= Lawyer referral service =

Service to help people find attorneys

A lawyer referral service maintains a network of lawyers, and connects people in need of lawyers with its participating attorneys. A potential client who contacts a lawyer referral service is directed to a lawyer who practices in the area of law that is most appropriate for their situation. Some lawyer referral services charge a fee for providing a referral, while others provide referrals at no cost to the prospective client. Many referral services connect prospective clients with lawyers who have agreed to provide a low-cost or free initial consultation.

- Referral services are often provided by state and local bar associations as a public service.
- Referral services may also be offered by non-profit organizations and advocacy groups.
- For-profit referral services may connect lawyers with clients who pay a membership fee, or a fee for successfully referred clients, subject to rules against sharing fees with non-lawyers.

==Process==
Historically, lawyer referral services involved prospective clients contacting a bar association or responding to an advertisement, by placing a telephone call to the service and seeking a referral.

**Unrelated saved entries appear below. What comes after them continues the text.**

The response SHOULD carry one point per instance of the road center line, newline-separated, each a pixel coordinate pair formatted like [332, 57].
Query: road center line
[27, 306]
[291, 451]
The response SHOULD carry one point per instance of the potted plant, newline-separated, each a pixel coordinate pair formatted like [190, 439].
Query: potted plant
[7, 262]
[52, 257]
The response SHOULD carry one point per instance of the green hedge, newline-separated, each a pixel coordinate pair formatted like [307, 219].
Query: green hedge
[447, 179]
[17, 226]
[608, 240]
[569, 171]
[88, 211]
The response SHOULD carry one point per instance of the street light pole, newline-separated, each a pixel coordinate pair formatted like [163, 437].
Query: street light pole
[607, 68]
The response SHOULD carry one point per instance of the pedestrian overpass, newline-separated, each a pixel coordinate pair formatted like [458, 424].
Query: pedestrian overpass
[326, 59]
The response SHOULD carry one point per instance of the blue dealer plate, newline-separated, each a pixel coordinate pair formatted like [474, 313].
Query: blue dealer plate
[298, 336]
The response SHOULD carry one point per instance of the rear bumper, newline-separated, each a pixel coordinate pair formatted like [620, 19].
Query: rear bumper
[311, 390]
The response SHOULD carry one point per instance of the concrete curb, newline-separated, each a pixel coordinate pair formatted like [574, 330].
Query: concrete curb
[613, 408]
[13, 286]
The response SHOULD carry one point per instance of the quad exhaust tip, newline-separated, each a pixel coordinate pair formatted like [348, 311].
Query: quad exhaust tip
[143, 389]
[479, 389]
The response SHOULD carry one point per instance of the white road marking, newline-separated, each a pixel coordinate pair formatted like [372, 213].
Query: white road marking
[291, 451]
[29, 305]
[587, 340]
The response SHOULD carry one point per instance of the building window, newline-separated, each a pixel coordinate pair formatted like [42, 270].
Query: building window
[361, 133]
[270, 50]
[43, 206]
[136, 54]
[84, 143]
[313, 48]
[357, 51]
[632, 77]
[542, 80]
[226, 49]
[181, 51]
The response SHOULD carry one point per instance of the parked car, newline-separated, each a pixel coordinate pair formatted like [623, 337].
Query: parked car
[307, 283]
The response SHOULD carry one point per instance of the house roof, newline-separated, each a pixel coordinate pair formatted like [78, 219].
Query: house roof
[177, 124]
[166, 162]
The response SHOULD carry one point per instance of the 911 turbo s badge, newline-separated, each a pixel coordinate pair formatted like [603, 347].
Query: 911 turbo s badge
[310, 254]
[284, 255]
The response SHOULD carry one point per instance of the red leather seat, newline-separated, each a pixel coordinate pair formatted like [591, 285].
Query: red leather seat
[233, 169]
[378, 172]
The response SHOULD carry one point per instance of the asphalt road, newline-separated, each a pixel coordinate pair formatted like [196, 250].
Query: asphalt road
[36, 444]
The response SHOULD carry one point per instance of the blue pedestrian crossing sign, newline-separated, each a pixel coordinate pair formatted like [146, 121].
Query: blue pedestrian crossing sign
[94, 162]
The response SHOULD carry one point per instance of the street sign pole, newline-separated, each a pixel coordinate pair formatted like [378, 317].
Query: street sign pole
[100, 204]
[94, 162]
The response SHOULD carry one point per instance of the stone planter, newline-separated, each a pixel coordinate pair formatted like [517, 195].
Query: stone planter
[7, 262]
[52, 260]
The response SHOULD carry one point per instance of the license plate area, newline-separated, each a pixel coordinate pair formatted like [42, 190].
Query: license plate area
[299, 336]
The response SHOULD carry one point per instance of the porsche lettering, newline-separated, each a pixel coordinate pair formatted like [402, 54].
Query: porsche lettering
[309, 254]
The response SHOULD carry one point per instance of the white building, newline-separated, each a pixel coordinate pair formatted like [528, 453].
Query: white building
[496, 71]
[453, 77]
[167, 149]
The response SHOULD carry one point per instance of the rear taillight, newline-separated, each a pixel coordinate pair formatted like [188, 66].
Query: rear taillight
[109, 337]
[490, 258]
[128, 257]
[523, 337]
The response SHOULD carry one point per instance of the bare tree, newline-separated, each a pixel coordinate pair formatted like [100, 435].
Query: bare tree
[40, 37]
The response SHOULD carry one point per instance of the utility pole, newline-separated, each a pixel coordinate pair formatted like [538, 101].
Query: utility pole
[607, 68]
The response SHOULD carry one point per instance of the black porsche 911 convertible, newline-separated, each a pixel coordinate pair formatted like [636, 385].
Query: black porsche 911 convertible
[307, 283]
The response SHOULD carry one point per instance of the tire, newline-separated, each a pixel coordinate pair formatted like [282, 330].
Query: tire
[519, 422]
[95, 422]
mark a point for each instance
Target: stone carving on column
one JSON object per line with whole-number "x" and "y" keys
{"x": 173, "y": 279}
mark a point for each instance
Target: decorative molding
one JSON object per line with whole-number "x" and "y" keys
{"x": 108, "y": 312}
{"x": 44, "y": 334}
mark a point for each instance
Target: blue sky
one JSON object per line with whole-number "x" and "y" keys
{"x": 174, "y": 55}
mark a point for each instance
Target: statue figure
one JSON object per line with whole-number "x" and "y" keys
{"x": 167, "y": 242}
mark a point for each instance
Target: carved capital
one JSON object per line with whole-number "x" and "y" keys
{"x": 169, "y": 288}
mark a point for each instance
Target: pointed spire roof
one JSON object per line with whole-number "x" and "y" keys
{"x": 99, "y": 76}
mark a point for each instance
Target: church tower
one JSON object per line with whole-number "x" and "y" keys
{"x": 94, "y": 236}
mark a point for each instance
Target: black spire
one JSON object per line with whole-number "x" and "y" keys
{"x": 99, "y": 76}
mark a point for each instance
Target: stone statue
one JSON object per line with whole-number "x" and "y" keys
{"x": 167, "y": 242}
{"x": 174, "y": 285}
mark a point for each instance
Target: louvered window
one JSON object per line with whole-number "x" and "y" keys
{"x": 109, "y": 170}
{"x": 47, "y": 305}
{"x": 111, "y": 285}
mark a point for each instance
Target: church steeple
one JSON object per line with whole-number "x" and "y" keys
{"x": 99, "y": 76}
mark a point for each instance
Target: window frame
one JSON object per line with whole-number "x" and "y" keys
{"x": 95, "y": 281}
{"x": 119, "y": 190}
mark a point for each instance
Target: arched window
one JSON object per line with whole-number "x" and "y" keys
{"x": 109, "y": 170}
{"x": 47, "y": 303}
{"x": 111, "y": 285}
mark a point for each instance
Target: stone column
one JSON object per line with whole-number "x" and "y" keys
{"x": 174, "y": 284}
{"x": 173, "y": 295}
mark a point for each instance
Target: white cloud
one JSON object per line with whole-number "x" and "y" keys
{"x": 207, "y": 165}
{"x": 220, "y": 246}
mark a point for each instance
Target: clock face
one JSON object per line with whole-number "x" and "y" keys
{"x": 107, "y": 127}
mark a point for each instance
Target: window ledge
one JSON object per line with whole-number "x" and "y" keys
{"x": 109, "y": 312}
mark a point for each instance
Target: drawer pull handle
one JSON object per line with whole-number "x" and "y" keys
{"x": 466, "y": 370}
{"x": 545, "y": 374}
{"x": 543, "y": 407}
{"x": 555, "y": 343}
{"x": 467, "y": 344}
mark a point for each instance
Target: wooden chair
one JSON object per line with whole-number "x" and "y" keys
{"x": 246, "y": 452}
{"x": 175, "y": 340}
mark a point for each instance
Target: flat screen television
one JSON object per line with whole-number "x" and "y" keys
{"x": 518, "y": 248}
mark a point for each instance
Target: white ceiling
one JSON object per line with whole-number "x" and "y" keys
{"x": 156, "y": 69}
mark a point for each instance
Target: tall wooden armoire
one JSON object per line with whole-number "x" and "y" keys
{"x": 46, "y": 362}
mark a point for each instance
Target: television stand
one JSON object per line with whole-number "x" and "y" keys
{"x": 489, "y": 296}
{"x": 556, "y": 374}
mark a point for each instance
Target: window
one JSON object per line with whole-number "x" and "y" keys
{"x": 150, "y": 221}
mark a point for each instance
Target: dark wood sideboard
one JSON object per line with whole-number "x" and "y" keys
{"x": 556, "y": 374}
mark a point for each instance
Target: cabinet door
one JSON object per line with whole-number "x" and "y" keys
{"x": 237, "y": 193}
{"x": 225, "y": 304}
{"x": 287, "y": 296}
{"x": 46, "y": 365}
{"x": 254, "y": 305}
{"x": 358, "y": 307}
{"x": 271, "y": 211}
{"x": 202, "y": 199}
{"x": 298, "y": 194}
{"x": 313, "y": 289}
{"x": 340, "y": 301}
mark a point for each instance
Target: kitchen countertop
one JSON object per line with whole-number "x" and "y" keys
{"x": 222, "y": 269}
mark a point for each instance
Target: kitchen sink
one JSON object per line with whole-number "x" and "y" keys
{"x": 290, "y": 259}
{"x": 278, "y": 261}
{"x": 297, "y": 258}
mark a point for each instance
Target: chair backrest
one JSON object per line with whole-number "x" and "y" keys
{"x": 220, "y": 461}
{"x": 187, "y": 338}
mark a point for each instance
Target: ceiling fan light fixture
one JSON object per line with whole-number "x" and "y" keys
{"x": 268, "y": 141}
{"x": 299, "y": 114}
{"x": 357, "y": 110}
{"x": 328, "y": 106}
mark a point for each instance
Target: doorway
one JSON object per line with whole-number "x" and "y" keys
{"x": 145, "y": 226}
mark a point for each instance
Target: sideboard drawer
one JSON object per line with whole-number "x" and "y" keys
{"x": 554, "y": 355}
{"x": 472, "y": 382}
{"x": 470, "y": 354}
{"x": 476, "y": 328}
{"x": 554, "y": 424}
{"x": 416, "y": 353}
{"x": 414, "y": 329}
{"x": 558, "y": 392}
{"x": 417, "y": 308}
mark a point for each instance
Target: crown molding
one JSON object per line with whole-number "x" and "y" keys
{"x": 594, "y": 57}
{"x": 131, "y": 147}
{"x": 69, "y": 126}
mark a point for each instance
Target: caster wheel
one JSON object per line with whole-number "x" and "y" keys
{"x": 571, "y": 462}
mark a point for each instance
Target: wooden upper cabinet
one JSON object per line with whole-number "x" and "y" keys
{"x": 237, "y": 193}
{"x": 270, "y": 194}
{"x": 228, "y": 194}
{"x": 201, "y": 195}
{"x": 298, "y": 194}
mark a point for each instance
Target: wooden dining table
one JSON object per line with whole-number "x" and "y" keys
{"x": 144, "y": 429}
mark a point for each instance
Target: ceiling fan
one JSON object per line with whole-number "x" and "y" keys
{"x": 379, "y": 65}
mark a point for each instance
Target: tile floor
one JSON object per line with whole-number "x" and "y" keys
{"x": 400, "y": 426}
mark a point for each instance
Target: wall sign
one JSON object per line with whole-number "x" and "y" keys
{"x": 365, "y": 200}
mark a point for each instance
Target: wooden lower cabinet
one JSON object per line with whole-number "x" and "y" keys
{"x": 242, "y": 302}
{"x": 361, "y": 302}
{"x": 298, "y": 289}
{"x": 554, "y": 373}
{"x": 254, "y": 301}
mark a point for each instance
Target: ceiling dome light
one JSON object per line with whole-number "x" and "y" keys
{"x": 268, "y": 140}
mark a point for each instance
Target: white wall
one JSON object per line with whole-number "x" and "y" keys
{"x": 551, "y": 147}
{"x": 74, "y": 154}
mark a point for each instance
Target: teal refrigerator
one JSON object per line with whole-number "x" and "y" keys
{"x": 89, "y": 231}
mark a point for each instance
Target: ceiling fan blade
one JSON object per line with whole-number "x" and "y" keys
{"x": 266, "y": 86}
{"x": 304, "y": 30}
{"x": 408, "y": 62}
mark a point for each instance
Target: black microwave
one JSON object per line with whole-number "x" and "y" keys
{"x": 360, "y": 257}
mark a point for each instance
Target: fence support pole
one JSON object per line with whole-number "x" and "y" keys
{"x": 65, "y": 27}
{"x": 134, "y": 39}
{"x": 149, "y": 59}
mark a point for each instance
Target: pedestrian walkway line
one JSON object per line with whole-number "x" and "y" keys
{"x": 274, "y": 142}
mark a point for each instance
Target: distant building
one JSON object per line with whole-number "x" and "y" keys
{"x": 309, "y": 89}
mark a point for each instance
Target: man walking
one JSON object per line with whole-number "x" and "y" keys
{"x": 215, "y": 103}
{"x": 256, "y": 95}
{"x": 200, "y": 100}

With the internet boom in the 1990s, many consumers turned to the web to search for goods and services. A research study released in 2012, shows that 76 percent of adult consumers looking for a lawyer used online resources at some point during the search process.

Some referral services provide referrals to lawyers in a broad range of areas of legal practice. Others may focus on referrals within a narrow range of practice areas, or a single practice area.

Online lawyer referral services are sometimes called attorney-client matching services. People who contact a service may be matched with one or more attorneys, based upon such factors as area of legal practice and geographic location. Lawyers who participate in these services may pay a fee for participation, a fee for each referral, or in some cases a percentage of the amount charged to a referred client. In some cases the prospective client will be able to choose from a list of referred attorneys, while in other cases the referral will be made to a specific participating lawyer.

If a client is unable to afford a lawyer and the legal problem is not a matter that can be handled by a lawyer on a percentage fee basis, some referral services may attempt to match the client with a pro bono lawyer, or direct the client to contact a legal aid organization or law student clinic for help.

==Ethics==
Ethical issues may arise for lawyers who participate in for-profit referral services, and state rules governing participation can vary significantly.

Some referral services are certified by bar associations, including the American Bar Association. Certified referral services must maintain standards of service as defined by the certifying organization. Among those standards, certification may require that participating lawyers meet minimum standards of experience, or maintain legal malpractice insurance.

The American Bar Association provides a list attorney referral services that meet its certification requirements.

==Controversy==
Some legal associations have expressed concern that lawyer referral services can lead to lawyers trying to undercut each other to get clients, rather than focusing on quality of service and the development of their reputation among their peers.

Another concern about lawyer referral services relates to client confidentiality. When a prospective client contacts a lawyer directly about retaining the lawyer's services, the communication is normally held absolutely confidential under principles of attorney-client privilege. Where a lawyer referral service collects information from a person who is seeking a lawyer, that information will not normally be confidential, raising the possibility that information provided to the referral service will be discoverable by the opposing party in any subsequent litigation.

Lawyer referral services may have minimal requirements for participation, and in some cases may not do any verification of a lawyer's qualification or credentials. As a consequence, it remains necessary for a person who uses a referral service to investigate a lawyer's qualification before retaining the lawyer.

Some controversy also arises from whether professional referral services are anti-competitive in nature. For instance, since Board Certified attorneys often charge a higher hourly rate than other competent general practitioners, if a Lawyer Referral Service requires Board Certification for certain types of referrals, instead of merely providing the public a choice between a Board Certified attorney and a competent attorney who is not Board Certified, the effect may be to restrict competition and restrict public choice and push up consumer prices. State bars, which license attorneys, may be complicit in restricting client choice.